Logan braced both hands on the fence rail. The wire hummed under his palms. Beyond the wire, the south pasture rolled out green toward the tree line, and beyond the trees, the creek ran its hidden course through the cottonwoods.

Peaceful. Just land and grass and the kind of quiet that used to mean safety.

Except the quiet had lied to him before. Two years ago, the quiet had sat over this ranch like a blanket while he’d ridden three days south on a cattle drive, and the world had come apart behind him.

The porch.

Ma on the porch. The sheriff’s words. Almost made it to the door.

And now, somebody had walked through that same house in the dark—past the nursery, past Grace’s room, past the room where a baby slept in a crib he’d carved roses into—and the fences hadn’t stopped them.

The locks hadn’t stopped them. The gates and the wire and all the control Logan had poured into this property for two years…

all of it built on the idea that if he just locked the world out tight enough, nothing bad could touch the people inside.

None of it had worked.

His hands tightened on the wire until the barbs pressed dents into his palms.

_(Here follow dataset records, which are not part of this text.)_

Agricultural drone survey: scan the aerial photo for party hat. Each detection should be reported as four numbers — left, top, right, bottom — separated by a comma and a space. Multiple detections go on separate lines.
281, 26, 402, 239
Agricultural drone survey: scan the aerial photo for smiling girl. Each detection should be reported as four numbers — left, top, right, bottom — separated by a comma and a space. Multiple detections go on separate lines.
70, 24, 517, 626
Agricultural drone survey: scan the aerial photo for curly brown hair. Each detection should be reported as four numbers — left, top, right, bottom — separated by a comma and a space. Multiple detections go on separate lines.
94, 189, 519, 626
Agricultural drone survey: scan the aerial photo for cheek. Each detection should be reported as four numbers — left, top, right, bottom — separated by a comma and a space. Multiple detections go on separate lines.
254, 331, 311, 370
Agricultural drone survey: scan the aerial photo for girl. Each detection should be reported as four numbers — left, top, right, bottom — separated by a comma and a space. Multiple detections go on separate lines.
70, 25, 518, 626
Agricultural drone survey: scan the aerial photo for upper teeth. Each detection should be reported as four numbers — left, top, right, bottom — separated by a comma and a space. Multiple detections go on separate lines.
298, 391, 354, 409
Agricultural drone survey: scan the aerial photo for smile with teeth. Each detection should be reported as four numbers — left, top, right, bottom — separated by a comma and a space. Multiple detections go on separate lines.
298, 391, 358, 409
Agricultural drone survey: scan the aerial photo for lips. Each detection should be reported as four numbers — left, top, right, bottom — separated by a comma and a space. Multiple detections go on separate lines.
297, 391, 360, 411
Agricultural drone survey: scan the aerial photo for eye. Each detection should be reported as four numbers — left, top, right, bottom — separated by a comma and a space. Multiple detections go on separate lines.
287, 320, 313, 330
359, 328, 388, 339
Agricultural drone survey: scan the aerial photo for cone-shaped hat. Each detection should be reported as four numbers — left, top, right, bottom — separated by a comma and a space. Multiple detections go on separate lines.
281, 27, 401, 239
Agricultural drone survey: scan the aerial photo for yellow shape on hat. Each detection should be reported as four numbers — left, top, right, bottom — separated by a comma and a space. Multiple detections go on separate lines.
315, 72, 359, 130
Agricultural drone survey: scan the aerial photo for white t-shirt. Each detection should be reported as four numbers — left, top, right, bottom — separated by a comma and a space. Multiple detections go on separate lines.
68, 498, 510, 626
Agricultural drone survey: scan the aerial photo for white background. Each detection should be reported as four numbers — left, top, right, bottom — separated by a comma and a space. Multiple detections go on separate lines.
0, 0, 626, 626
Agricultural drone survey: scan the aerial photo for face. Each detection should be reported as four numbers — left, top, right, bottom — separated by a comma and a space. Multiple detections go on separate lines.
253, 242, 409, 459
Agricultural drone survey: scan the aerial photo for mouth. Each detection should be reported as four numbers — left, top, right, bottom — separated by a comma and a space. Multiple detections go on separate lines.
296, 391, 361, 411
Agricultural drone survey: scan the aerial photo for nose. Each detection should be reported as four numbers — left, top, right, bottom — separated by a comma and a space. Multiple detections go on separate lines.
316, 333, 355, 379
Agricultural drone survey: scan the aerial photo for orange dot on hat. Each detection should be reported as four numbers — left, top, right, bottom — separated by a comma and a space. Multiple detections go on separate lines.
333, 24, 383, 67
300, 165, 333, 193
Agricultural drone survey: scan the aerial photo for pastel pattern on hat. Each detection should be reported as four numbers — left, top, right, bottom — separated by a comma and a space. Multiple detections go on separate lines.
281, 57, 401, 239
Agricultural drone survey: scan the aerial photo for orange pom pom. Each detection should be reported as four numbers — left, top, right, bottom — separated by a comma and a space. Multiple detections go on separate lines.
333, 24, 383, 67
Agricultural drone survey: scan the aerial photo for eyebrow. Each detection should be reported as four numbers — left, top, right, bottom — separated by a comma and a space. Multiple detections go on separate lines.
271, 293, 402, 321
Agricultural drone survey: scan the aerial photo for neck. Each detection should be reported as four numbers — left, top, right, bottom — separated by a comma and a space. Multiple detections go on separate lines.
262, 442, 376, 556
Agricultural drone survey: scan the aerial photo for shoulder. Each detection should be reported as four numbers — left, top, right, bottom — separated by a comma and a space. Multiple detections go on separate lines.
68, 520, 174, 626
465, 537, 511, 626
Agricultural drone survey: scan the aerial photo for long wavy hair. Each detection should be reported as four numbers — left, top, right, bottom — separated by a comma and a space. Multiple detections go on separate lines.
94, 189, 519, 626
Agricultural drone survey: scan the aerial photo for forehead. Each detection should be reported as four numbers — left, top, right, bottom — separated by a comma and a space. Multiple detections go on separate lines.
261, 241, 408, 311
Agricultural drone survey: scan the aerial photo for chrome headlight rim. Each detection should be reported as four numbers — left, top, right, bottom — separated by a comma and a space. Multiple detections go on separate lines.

“Logan.” Pa stood beside him. “This ain’t the same.”

“Pa—”

“I know what you’re thinkin’. And this ain’t the same.”

“Somebody broke into our house while my wife and my daughter slept down the hall from me, and I didn’t—” His jaw locked. “I didn’t hear a thing. Not a footstep, not a creak, not a—”

“Neither did I. Neither did your brothers. Neither did Jonah, who—”

“Jonah was in the bunkhouse.”

“And he sleeps lighter’n a cat. Runs like one too.”

“That don’t make me feel better.”

“It ain’t supposed to make you feel better. It’s supposed to make you think. Whoever did this knew what they were doin’. Knew the property, knew the house, knew how to move quiet. That ain’t your failure. That’s somebody who planned this.”

Logan stared at the tree line.

“I can’t—” He stopped. Swallowed. Started again. “If somethin’ happens to them, Pa. If somethin’ happens to Grace or the baby because I—”

“Stop.”

“I already lost—”

“Stop.” Pa’s hand landed on his shoulder. “You listen to me. What happened to your ma happened because a bad man did a bad thing. Not because you failed her. Not because you shoulda been here. Not because the fence ran wrong or the lock gave out.”

“But if I’d been home—”

“If you’d been home, you might’ve stopped it. Or you might’ve died alongside her. Either way, the blame sits on the man who pulled the trigger, and it don’t move from that spot no matter how many fences you build or how many locks you check.”

Logan’s throat closed up.

“Now.” Pa squeezed his shoulder once and let go. “You got a family up at that house that needs you thinkin’ clear and actin’ smart. You understand me?”

Logan pulled his hands off the wire. The barb marks dented white across both palms, fading as the blood came back.

“Yeah.” He flexed his fingers. “Yeah, I understand.”